Pérou : La mise en place d’un téléphérique pour desservir le Machu Picchu est envisagée par les autorités (Source Actu Latino).C’est un site emblématique du Pérou, et probablement celui qui fait le plus rêver le visiteur étranger en raison de sa charge historique, mais aussi de par son emplacement au cœur d’une végétation dense dans un cadre naturel privilégié, à une altitude qui donne le vertige et rappelle la splendeur des temps passés, celui qui s’aventure sur ses hauteurs marche sur les traces de l’une des civilisations anciennes les plus fascinantes au monde… On parle bien sûr de la cité archéologique du Machu Picchu à 2 438 mètres d’altitude, occupée il y a des siècles par les Incas, anciens habitants du Pérou précolombien qui ont façonné un pays aujourd’hui riche de son histoire et de son patrimoine, le pouvoir d’attractivité de ces vieilles pierres constituent un véritable atout pour le pays sud-américain, mais ce succès s’accompagne de contraintes relatives à la préservation et à la gestion de la fréquentation touristique. Selon les données officielles, le Machu Picchu reçoit 1,7 million de visiteurs par an dont plus de 800 000 touristes étrangers, une aubaine pour l’activité économique du Pérou, mais les autorités ne perdent pas des yeux que la citadelle précolombienne doit être protégée pour assurer sa pérennité, un objectif également défendu par les organismes internationaux comme l’UNESCO qui veille à ce que toutes les mesures soient prises en faveur de la protection du site. Ainsi, le gouvernement péruvien envisage l’opportunité de construire un téléphérique en direction de la citadelle inca du Machu Picchu afin d’étendre de manière significative la zone de visite, un projet évoqué début août par le ministre du Commerce et du Tourisme.

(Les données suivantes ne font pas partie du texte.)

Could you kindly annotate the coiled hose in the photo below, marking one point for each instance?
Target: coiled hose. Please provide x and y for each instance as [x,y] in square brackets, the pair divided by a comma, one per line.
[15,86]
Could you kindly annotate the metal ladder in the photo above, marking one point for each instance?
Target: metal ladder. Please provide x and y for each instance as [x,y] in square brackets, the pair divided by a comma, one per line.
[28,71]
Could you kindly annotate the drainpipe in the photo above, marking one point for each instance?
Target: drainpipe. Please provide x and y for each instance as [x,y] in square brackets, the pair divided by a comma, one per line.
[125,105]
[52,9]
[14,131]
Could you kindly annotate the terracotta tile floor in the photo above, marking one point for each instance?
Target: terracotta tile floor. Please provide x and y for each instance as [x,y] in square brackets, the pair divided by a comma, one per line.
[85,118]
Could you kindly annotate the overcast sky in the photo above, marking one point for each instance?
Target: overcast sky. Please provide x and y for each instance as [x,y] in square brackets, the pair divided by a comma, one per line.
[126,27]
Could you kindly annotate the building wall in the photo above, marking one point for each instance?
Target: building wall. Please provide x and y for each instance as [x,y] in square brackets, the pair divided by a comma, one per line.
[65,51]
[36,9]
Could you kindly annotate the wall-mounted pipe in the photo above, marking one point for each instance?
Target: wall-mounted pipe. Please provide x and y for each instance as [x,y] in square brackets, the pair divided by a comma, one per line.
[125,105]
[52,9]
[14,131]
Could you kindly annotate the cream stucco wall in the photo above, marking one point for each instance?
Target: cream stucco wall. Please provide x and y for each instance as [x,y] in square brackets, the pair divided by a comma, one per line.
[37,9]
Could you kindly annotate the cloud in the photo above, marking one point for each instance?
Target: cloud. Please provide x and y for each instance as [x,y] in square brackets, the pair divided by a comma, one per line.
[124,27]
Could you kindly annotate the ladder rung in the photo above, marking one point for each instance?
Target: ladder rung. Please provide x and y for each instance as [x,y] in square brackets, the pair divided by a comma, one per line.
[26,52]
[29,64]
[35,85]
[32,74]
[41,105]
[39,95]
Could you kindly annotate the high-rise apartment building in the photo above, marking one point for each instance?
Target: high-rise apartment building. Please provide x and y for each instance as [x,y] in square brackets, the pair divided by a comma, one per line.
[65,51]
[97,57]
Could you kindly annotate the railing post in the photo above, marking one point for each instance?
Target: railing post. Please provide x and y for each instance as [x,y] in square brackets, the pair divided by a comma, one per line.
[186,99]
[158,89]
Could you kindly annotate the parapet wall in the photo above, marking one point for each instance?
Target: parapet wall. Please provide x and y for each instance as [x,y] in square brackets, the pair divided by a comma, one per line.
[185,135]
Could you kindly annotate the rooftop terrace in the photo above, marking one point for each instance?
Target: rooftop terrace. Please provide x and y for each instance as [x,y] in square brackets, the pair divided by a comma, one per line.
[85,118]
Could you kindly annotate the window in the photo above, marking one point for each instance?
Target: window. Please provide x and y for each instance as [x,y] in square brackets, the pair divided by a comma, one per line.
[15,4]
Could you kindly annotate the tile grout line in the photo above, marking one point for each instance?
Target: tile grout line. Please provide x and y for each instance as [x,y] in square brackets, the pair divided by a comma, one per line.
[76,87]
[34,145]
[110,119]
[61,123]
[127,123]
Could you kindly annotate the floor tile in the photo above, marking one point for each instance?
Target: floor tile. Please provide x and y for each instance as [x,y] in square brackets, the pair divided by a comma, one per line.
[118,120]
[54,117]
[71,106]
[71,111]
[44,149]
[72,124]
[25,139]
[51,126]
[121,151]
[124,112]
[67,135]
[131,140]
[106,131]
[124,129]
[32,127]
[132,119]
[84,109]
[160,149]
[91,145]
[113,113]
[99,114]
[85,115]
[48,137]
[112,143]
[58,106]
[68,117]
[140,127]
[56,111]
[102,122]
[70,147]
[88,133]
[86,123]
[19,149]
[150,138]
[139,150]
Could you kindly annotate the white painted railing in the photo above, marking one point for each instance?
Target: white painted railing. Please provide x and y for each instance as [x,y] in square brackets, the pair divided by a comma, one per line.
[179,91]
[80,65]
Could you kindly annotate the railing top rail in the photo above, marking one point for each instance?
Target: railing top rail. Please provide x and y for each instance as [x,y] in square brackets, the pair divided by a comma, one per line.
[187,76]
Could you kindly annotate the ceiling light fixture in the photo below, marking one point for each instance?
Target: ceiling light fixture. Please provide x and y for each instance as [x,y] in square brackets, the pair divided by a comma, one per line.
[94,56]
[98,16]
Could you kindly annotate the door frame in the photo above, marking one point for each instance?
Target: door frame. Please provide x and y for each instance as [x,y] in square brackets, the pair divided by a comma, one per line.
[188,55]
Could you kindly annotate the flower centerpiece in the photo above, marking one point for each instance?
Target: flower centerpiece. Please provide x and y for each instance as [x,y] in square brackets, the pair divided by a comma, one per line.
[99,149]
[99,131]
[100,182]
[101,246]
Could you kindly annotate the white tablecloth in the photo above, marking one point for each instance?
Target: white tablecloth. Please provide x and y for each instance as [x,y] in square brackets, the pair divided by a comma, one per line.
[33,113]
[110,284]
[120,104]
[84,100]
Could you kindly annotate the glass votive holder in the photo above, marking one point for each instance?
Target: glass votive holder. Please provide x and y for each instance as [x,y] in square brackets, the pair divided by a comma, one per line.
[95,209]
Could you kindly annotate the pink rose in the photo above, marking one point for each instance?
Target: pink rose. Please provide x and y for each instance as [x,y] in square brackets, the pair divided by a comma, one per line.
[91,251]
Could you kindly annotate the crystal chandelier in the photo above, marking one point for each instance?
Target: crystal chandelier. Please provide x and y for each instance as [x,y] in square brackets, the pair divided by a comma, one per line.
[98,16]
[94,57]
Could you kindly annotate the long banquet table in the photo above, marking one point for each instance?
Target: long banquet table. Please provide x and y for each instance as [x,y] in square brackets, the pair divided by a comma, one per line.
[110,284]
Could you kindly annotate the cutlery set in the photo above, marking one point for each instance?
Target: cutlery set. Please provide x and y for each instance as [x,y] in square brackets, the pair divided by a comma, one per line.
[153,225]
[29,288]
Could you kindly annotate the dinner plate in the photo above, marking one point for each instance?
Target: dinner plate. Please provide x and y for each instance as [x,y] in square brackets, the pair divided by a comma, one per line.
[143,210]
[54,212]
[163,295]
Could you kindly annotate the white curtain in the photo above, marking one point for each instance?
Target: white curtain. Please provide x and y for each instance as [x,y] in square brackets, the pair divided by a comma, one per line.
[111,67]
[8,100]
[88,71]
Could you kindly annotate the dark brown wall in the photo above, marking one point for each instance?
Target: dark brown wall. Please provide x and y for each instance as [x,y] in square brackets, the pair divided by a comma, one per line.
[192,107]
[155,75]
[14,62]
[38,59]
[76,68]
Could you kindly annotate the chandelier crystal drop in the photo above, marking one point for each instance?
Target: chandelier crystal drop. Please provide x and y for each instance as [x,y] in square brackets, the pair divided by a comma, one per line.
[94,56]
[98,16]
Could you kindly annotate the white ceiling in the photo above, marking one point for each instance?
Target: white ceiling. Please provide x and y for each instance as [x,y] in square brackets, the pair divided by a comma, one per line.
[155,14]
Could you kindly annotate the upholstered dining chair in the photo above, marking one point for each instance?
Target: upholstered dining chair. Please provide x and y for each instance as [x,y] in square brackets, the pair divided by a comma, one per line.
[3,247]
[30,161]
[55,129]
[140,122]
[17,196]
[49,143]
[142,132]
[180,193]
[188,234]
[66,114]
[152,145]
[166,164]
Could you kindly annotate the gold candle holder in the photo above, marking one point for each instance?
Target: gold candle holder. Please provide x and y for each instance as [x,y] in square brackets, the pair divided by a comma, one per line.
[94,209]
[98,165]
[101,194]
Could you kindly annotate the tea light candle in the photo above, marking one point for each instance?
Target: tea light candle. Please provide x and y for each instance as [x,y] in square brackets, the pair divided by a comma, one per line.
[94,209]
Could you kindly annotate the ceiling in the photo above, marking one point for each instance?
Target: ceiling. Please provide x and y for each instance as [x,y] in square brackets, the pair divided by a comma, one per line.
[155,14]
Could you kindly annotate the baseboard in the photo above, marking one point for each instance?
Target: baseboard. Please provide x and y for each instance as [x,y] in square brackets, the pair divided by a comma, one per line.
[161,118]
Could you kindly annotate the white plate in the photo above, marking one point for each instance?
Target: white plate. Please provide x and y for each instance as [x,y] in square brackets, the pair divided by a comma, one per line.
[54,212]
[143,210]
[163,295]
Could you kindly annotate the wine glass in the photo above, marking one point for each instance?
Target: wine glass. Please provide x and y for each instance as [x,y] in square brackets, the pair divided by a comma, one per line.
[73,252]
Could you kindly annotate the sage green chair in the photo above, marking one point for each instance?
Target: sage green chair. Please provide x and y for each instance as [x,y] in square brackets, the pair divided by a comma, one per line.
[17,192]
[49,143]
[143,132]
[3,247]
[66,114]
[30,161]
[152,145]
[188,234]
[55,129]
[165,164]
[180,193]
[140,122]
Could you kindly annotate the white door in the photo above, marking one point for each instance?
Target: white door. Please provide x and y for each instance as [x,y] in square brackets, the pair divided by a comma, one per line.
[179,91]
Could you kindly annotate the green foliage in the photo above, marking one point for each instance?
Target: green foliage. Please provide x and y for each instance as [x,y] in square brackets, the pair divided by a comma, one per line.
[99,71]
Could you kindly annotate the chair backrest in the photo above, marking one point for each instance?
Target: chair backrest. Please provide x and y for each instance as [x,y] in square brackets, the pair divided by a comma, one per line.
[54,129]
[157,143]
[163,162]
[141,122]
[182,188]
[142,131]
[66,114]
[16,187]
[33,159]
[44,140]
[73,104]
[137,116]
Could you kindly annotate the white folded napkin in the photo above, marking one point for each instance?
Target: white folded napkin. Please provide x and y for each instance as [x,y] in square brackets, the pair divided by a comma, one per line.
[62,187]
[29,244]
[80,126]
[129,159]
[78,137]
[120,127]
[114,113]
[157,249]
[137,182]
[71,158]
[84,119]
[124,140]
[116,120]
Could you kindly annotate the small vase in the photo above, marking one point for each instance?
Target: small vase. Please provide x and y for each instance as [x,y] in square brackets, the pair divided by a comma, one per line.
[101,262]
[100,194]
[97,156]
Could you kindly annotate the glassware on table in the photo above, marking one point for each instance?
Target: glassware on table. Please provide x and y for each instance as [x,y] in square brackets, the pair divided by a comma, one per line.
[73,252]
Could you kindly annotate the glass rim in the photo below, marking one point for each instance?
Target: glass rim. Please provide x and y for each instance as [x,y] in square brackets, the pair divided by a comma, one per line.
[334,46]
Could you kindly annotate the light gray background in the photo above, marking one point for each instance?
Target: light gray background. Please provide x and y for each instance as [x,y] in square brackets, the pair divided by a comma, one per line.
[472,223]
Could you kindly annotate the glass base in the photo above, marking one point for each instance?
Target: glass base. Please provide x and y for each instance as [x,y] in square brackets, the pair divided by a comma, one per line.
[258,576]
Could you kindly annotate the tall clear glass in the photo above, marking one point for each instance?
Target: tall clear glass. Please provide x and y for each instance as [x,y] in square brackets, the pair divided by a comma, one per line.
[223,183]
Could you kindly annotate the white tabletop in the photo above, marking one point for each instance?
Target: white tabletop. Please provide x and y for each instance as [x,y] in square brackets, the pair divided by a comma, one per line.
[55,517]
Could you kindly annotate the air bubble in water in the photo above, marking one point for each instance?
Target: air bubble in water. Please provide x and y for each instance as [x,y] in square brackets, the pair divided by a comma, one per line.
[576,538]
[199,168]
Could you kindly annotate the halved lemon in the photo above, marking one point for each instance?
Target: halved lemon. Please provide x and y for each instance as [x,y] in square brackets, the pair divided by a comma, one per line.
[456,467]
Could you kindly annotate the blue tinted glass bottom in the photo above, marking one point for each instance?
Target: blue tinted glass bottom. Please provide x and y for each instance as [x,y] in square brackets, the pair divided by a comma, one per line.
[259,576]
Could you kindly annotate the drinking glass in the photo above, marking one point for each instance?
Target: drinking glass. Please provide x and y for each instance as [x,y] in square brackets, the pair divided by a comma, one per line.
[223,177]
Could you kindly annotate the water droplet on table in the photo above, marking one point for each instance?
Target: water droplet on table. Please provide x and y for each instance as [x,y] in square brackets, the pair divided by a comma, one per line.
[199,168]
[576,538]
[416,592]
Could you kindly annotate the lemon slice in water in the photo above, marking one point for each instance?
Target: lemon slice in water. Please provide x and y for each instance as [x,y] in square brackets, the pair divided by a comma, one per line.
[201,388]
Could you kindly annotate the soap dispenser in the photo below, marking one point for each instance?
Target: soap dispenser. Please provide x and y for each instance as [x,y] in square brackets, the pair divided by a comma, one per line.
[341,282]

Equateur : Le chef d’Etat Lenín Moreno a ratifié l’Accord de Paris pour combattre le réchauffement climatique (Source Actu Latino). C’est dans ce contexte que les autorités ont choisi d’alerter la population sur le changement climatique en évoquant un exemple frappant, à savoir le sort du glacier d’Antisana qui perd 25 m par an, il a ainsi reculé d’environ 350 mètres au cours des 20 dernières années.  Pour ceux qui ne pensent pas que le changement climatique constitue un problème, ils doivent venir ici et observer, vous verrez en fait qu’il se passe quelque chose, nous devons agir », a déclaré l’ambassadrice de l’Union européenne en Équateur, Marianne Van Steen, dans une vidéo diffusée aux médias par le ministère de l’Environnement, après une visite du volcan. Lors de la visite, les ambassadeurs ont félicité l’Équateur pour la ratification de l’Accord de Paris et ont réitéré leur engagement à continuer à travailler avec le pays sur l’action climatique fondée sur la science et la recherche, des informations délivrées dans un communiqué du Service européen. Les pays signataires de l’Accord de Paris se sont engagés à prendre des mesures pour maintenir la hausse de la température globale en dessous de deux degrés Celsius et idéalement à faire en sorte que l’augmentation ne dépasse pas 1,5 degré.Ce qui se passe avec l’Antisana témoigne d’un réchauffement de la planète, ce qui peut avoir de graves conséquences à court terme, a affirmé le chercheur à l’Institut national de météorologie et d’hydrologie, Luis Maisincho. Des représentants de l’Union européenne, dont plusieurs États membres (France, Allemagne, Espagne et Royaume-Uni) ont fait le déplacement en Équateur pour sensibiliser l’opinion sur les conséquences du réchauffement climatique, un dégel du glacier qui pourrait avoir, entre autres, un impact direct pour l’approvisionnement en eau des habitants de Quito. Ils ont grimpé jusqu’à 4 800 mètres d’altitude, là où le dégel est perceptible , et ont planté un drapeau avec le slogan suivant: « Make the planet green again » (« Faisons reverdir la planète »).